Rholl’s research is comprised of trying to better understand the survivorship of these bioluminescent scale worms by replicating their light displays in the presence of both blinded and unblinded lobsters to see if there are different reactions.
"Nocturnal predators" by natural design, the lobsters must be in completely dark conditions in order to evaluate the scale worm's survivorship and the effectiveness of their natural decoy when they self-autotomize.
When blinded, the lobsters seem more likely to successfully prey on the scale worms. Without the natural light display of their autotomized scales, the lobsters are able to follow the chemical cues of the scale worms without being distracted.
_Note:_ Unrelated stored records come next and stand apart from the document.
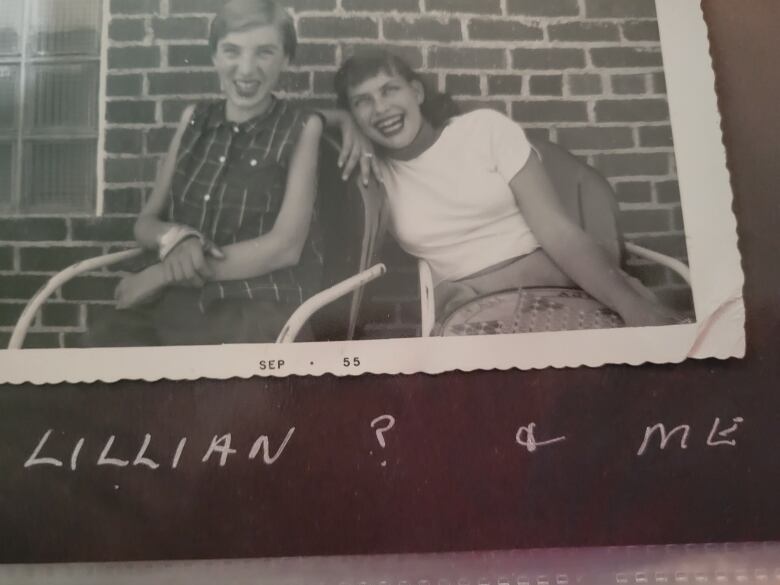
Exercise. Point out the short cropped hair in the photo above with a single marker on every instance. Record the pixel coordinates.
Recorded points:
(240, 15)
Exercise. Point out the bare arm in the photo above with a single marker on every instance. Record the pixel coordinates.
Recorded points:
(282, 245)
(354, 146)
(575, 252)
(187, 265)
(149, 227)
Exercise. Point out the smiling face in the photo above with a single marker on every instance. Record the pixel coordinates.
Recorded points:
(387, 109)
(249, 64)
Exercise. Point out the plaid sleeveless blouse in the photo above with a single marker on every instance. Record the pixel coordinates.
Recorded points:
(229, 184)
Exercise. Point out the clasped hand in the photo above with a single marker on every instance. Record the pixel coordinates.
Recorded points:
(356, 150)
(186, 265)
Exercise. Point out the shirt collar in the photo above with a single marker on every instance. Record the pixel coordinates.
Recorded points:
(217, 117)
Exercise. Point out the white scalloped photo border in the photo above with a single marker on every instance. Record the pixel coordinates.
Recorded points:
(712, 248)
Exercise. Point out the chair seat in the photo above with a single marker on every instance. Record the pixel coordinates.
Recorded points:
(530, 310)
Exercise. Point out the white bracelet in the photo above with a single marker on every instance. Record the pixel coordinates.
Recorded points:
(175, 236)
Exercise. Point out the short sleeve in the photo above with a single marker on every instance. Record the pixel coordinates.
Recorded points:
(509, 145)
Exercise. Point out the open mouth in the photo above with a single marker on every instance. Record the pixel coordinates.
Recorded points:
(247, 88)
(390, 126)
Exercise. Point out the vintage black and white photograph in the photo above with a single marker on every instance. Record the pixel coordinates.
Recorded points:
(415, 185)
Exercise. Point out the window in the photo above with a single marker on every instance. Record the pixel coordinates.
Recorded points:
(49, 84)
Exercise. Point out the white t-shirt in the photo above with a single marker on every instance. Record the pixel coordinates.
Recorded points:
(452, 205)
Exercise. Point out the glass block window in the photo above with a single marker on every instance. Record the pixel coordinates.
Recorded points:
(49, 84)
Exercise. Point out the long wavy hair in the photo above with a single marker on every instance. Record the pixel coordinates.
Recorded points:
(438, 108)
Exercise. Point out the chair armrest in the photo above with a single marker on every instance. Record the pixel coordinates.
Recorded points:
(427, 302)
(55, 282)
(303, 313)
(672, 263)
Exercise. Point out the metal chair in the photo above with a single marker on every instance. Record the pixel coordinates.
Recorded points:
(350, 214)
(589, 200)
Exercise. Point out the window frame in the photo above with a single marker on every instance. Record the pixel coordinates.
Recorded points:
(22, 138)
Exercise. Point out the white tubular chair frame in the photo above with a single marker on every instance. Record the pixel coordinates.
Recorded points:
(288, 334)
(303, 313)
(427, 301)
(55, 282)
(428, 306)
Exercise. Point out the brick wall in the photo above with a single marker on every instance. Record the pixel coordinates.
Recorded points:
(585, 73)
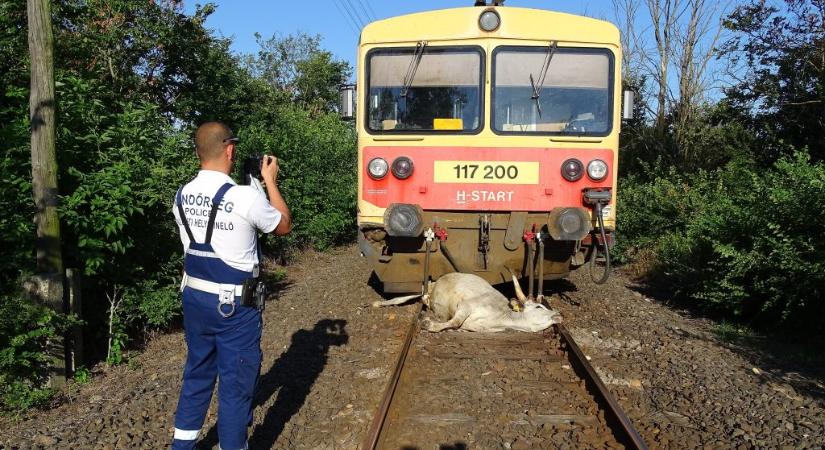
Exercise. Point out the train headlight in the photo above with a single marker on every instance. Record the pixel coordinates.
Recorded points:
(378, 168)
(572, 169)
(489, 20)
(404, 220)
(402, 167)
(597, 170)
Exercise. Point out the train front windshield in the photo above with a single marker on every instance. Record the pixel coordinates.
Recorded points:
(434, 90)
(547, 90)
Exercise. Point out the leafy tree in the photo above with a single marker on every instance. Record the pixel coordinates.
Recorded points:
(298, 68)
(781, 52)
(133, 80)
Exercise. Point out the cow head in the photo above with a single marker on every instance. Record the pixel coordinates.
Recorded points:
(538, 317)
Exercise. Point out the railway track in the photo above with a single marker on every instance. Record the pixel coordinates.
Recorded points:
(456, 390)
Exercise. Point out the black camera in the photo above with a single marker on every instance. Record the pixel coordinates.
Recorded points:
(252, 166)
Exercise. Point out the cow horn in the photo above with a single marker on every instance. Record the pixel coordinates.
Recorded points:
(519, 293)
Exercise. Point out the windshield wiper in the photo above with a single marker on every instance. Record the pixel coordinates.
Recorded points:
(551, 50)
(413, 67)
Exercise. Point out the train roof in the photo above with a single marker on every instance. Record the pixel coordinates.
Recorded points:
(516, 23)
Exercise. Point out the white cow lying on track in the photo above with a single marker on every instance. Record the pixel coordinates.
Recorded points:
(467, 302)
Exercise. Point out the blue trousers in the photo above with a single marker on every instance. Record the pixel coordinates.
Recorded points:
(218, 347)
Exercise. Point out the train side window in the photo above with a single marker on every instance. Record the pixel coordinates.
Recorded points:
(443, 91)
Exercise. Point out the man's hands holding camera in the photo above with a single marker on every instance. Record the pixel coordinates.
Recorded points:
(269, 169)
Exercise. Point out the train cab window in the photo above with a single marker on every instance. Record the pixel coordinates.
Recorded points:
(425, 89)
(552, 90)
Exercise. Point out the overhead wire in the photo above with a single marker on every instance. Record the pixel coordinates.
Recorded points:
(353, 26)
(370, 17)
(372, 11)
(357, 14)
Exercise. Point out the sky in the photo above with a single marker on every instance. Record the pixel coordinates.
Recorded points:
(335, 20)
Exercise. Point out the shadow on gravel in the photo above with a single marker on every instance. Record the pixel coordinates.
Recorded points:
(292, 377)
(456, 446)
(793, 360)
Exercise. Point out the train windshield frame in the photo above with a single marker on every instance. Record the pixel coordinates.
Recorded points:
(444, 90)
(574, 99)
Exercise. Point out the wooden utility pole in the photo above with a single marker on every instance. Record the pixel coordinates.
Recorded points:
(48, 284)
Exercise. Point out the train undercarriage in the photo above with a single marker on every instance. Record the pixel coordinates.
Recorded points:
(488, 244)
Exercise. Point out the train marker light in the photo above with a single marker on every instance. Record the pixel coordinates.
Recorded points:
(402, 167)
(378, 168)
(489, 20)
(572, 169)
(597, 170)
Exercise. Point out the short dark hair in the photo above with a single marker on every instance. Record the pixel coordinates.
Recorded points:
(211, 138)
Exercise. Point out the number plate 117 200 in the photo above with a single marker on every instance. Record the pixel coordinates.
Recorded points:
(487, 172)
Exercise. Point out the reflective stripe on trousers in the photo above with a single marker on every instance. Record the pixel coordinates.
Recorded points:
(224, 348)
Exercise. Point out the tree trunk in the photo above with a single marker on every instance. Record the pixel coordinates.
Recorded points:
(49, 281)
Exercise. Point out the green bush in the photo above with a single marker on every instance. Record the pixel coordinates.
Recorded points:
(25, 330)
(737, 240)
(317, 174)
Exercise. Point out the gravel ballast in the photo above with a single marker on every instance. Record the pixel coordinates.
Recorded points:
(328, 355)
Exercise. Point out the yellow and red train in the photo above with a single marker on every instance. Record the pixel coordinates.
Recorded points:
(487, 142)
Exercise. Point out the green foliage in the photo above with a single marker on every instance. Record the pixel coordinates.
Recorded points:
(82, 375)
(297, 66)
(738, 240)
(780, 46)
(25, 331)
(133, 80)
(318, 174)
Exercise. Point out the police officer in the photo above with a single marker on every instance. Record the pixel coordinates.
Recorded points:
(218, 223)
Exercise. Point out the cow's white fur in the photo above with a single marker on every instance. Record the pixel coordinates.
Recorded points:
(467, 302)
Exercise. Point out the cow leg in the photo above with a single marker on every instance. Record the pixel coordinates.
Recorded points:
(395, 301)
(460, 316)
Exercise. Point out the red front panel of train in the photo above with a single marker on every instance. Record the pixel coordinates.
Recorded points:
(482, 178)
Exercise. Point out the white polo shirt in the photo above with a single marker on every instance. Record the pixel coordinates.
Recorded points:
(243, 211)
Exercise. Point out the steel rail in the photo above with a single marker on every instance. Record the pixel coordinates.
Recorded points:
(630, 436)
(374, 432)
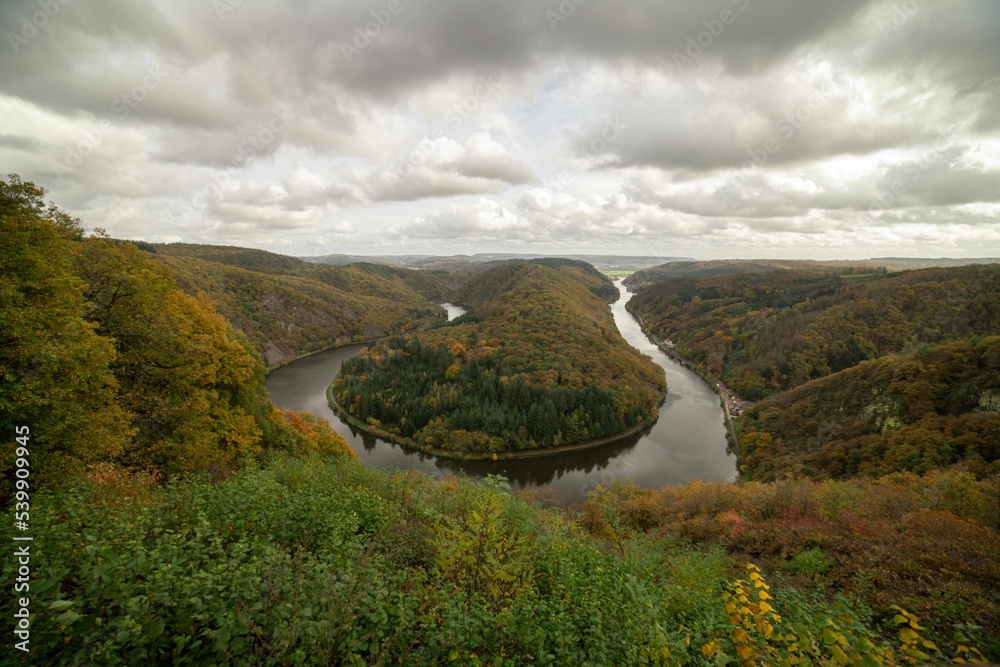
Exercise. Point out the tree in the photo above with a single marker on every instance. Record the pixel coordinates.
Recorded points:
(54, 374)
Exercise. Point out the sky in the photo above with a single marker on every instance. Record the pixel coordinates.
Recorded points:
(712, 129)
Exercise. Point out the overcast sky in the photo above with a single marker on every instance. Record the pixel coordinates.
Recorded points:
(711, 129)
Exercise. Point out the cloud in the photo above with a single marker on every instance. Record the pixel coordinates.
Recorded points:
(734, 124)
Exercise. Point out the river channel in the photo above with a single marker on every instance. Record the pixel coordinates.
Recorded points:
(687, 442)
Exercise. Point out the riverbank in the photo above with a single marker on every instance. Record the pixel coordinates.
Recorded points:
(485, 456)
(712, 381)
(370, 341)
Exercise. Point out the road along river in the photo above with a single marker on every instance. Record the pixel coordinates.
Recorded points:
(688, 442)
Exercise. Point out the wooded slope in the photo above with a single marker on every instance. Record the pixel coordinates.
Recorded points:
(538, 363)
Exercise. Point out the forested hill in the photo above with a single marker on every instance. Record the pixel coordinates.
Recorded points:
(925, 410)
(724, 267)
(110, 364)
(288, 307)
(866, 374)
(177, 517)
(768, 332)
(538, 363)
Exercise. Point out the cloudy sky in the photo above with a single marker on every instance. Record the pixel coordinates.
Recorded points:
(712, 129)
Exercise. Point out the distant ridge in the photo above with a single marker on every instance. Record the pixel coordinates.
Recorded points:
(470, 262)
(941, 261)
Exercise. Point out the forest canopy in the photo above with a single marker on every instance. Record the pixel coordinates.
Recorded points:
(108, 362)
(538, 363)
(860, 373)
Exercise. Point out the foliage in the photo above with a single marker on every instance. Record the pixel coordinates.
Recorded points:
(917, 412)
(288, 308)
(923, 543)
(54, 366)
(539, 364)
(768, 332)
(326, 561)
(106, 361)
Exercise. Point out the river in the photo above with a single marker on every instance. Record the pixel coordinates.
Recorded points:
(687, 442)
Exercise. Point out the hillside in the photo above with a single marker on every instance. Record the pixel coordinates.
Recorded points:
(925, 410)
(176, 517)
(288, 308)
(108, 363)
(768, 332)
(537, 364)
(725, 267)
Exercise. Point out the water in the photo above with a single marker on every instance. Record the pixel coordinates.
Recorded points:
(688, 442)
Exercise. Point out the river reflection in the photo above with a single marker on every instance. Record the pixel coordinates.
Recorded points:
(686, 443)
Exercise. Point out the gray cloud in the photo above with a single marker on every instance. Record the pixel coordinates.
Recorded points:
(745, 120)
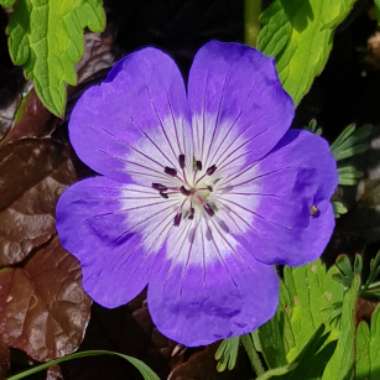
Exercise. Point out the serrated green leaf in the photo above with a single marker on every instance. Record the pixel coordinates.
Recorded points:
(341, 365)
(363, 360)
(309, 298)
(309, 363)
(146, 372)
(7, 3)
(368, 348)
(46, 37)
(299, 34)
(310, 291)
(227, 353)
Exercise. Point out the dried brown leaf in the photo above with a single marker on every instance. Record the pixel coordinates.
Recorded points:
(5, 360)
(33, 173)
(43, 309)
(54, 373)
(32, 119)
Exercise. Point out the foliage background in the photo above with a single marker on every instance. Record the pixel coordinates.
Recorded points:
(36, 163)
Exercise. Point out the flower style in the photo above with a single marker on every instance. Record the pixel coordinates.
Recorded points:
(201, 194)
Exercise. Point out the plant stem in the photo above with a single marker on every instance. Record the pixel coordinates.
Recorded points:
(252, 11)
(373, 285)
(253, 356)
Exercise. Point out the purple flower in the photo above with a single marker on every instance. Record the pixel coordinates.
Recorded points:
(201, 192)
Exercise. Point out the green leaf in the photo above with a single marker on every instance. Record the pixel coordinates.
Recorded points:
(46, 37)
(7, 3)
(310, 298)
(146, 372)
(368, 348)
(339, 208)
(341, 365)
(299, 35)
(351, 142)
(227, 353)
(309, 363)
(314, 127)
(349, 175)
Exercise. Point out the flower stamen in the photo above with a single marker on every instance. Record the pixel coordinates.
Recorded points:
(170, 171)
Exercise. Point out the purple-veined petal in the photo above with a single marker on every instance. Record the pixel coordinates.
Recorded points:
(202, 297)
(92, 225)
(143, 99)
(299, 175)
(239, 109)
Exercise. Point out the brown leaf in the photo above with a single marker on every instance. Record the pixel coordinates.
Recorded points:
(97, 56)
(201, 365)
(43, 309)
(33, 173)
(5, 360)
(54, 373)
(31, 120)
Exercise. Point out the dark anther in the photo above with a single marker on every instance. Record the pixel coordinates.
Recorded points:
(181, 160)
(170, 171)
(211, 170)
(159, 187)
(209, 209)
(177, 219)
(184, 191)
(314, 211)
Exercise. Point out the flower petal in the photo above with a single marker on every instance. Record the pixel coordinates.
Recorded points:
(143, 98)
(239, 107)
(91, 224)
(200, 296)
(299, 175)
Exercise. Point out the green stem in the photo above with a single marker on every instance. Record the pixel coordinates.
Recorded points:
(253, 356)
(252, 11)
(144, 370)
(373, 285)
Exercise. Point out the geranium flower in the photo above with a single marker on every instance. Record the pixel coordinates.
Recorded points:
(201, 192)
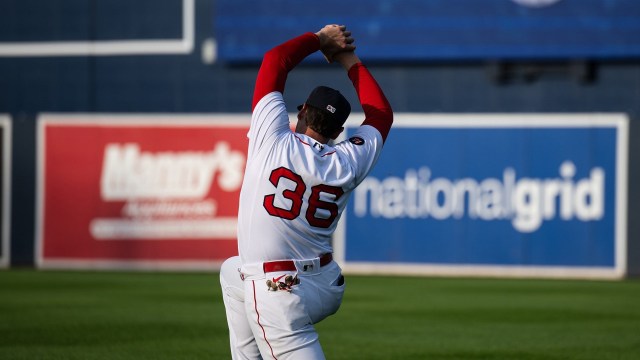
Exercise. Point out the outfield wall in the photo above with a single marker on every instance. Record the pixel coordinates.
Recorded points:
(170, 58)
(538, 195)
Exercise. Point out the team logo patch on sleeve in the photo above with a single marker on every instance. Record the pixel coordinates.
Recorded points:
(356, 140)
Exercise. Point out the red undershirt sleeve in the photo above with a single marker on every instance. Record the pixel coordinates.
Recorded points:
(279, 61)
(377, 110)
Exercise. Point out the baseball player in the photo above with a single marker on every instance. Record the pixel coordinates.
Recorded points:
(295, 187)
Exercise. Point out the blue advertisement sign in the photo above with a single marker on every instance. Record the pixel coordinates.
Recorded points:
(434, 30)
(532, 191)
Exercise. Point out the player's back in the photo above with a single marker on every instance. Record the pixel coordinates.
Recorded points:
(291, 199)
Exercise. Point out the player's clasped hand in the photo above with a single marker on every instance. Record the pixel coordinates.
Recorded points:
(335, 39)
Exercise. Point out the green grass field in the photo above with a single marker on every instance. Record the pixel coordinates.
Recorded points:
(128, 315)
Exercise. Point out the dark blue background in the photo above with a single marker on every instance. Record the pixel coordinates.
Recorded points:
(420, 30)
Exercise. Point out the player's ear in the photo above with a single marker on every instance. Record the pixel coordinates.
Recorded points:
(337, 133)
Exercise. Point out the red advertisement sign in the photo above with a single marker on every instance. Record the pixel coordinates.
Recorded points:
(120, 191)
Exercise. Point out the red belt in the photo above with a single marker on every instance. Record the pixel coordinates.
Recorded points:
(290, 265)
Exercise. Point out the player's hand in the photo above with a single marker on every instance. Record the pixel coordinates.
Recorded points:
(335, 39)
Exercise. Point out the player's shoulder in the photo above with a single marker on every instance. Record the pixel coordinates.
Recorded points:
(268, 102)
(363, 136)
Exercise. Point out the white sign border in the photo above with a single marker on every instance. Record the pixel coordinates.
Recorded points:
(181, 120)
(182, 45)
(619, 121)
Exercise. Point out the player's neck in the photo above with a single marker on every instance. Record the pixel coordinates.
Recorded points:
(316, 135)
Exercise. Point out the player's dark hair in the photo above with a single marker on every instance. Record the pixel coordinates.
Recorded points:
(321, 121)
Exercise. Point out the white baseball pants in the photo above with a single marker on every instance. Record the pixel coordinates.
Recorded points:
(266, 324)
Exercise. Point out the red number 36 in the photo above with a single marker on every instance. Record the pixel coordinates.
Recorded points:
(295, 196)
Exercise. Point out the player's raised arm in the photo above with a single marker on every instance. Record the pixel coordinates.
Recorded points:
(278, 61)
(376, 107)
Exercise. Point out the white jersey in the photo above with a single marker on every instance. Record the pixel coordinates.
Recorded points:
(294, 188)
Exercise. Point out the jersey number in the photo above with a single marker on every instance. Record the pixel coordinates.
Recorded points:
(295, 196)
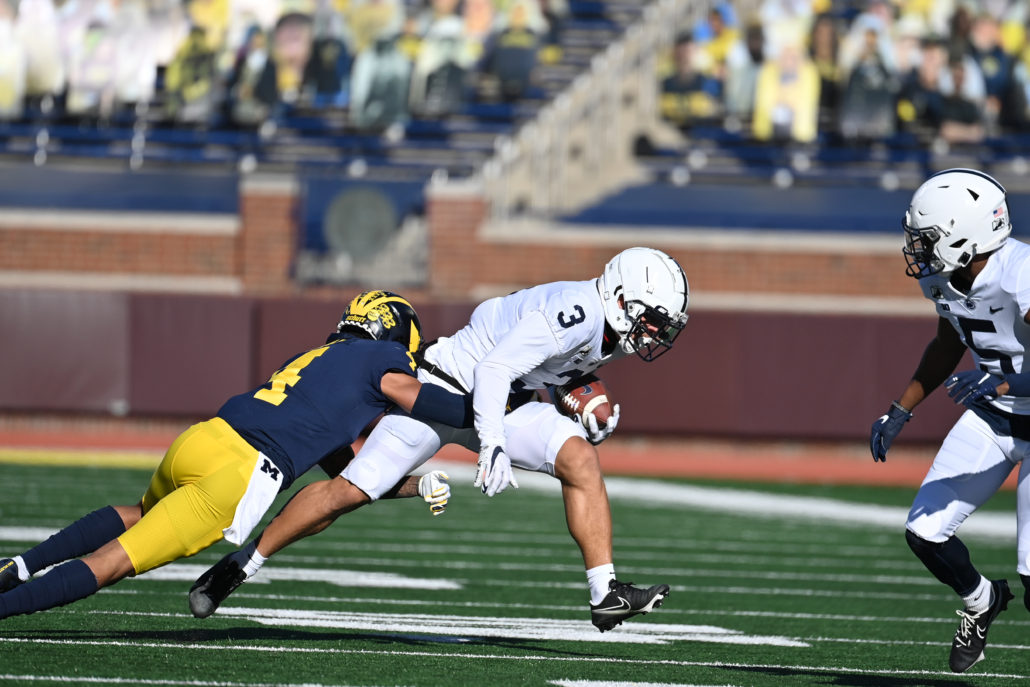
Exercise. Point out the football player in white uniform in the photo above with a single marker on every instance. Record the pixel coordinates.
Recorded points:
(512, 346)
(956, 244)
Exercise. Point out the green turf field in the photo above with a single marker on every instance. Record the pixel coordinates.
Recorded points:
(796, 590)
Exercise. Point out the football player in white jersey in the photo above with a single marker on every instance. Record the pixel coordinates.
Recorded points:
(956, 244)
(512, 346)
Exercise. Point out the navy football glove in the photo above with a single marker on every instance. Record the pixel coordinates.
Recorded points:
(886, 428)
(972, 386)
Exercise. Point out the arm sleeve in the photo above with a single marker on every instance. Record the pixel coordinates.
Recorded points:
(522, 349)
(437, 404)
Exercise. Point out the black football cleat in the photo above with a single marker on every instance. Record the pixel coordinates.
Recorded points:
(967, 647)
(214, 586)
(623, 602)
(8, 575)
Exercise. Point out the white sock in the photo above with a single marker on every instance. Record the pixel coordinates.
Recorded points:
(23, 572)
(598, 578)
(980, 599)
(248, 559)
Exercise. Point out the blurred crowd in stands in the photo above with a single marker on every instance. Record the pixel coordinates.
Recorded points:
(237, 62)
(956, 71)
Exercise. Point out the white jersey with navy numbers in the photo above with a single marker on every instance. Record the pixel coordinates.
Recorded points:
(989, 318)
(530, 339)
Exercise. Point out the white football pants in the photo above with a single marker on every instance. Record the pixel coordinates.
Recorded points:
(969, 468)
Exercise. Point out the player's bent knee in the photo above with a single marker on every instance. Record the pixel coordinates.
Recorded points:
(577, 461)
(344, 496)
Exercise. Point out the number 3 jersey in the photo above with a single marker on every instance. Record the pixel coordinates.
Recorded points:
(537, 337)
(989, 318)
(317, 403)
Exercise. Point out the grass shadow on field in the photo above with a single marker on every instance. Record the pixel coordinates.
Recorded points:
(852, 680)
(243, 634)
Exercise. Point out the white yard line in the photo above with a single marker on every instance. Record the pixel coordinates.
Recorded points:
(464, 656)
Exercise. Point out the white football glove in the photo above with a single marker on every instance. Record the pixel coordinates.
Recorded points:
(595, 434)
(493, 472)
(434, 488)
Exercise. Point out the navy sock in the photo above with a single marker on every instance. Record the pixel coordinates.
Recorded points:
(82, 537)
(949, 561)
(64, 584)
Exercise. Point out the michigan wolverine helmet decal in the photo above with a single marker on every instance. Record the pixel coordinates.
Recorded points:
(384, 316)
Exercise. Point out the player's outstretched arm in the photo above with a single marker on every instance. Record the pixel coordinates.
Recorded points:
(939, 359)
(427, 402)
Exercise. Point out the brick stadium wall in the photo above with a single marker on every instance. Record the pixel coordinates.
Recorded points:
(787, 371)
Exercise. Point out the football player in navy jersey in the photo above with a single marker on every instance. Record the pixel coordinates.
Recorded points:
(513, 345)
(957, 245)
(219, 477)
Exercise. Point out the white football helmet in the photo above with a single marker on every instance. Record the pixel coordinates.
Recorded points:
(645, 295)
(955, 215)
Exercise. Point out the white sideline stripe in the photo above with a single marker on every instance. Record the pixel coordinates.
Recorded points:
(466, 656)
(608, 683)
(341, 578)
(680, 572)
(67, 679)
(477, 626)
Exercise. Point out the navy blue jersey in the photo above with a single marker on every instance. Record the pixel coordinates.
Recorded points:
(317, 403)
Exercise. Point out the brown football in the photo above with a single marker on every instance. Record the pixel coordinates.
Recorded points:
(584, 397)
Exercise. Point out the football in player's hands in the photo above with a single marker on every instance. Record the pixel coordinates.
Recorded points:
(584, 397)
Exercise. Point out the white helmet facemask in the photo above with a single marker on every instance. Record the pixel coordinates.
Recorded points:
(645, 296)
(954, 216)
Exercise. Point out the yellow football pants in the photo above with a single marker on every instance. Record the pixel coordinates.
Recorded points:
(193, 495)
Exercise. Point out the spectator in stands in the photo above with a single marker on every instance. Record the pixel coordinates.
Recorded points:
(555, 12)
(190, 80)
(920, 105)
(787, 97)
(38, 31)
(716, 37)
(688, 97)
(136, 65)
(12, 66)
(212, 16)
(511, 54)
(292, 41)
(868, 109)
(743, 64)
(995, 64)
(370, 21)
(824, 48)
(440, 75)
(327, 74)
(379, 86)
(252, 86)
(93, 70)
(478, 16)
(961, 118)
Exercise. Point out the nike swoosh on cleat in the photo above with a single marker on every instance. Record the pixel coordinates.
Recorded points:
(623, 606)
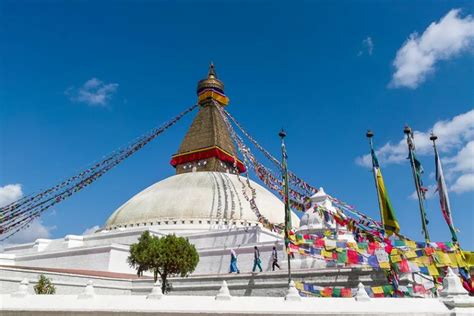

In conducting this experiment and researching her findings, Rholl has not had an easy time.
"We can't have any extra light in the tank with the lobsters" Rholl explains, "they're nocturnal predators so they're in complete darkness."
Rholl’s biggest challenge so far has been replicating the exact darkness of a feeding lobster's natural environment while replicating the light display of the bioluminescent scale worms.
First, in order to replicate the bioluminescent display, Rholl has programmed an LED light to display in a similar manner to the natural bioluminescence of the scale worms when their scales autotomize.
Next, these lights will be introduced to the tanks containing both blinded and unblinded lobsters to see whether the lobsters will be more successful at capturing their prey.
According to Livermore’s '13 research, the lobsters will be more successful at catching the scale worms when blinded because they will be responding instinctually, rather than being deterred by the natural decoy of the autotomized scales.
For this to be experimented, Christine explains, there needs to be no extra light in the tank with the lobsters.
"We found out that the backlight is not controllable." While her LED has been able to replicate the bioluminescent light display, the trials will not be valid if the backlight is present, as the lobsters will be able to see the prey.
Another hurdle Rholl has had to face while conducting her research is discrepancies between her findings and the findings of her predecessors. Livermore found that blinded lobsters were more often able to successfully kill their prey, whereas the unblinded lobsters would go after the decoy scales.
"So far, I haven't seen quite the same trends," Rholl explains, "she didn't have quite enough trials. The whole goal for me to start my project was to finish up enough trials to make her sample size big enough to make it statistically significant."
While there is still much to work through, Rholl’s research is on its way to offering a better understanding of the largely unknown behavior of bioluminescent marine life and the way their displays hinder or allow their survivorship.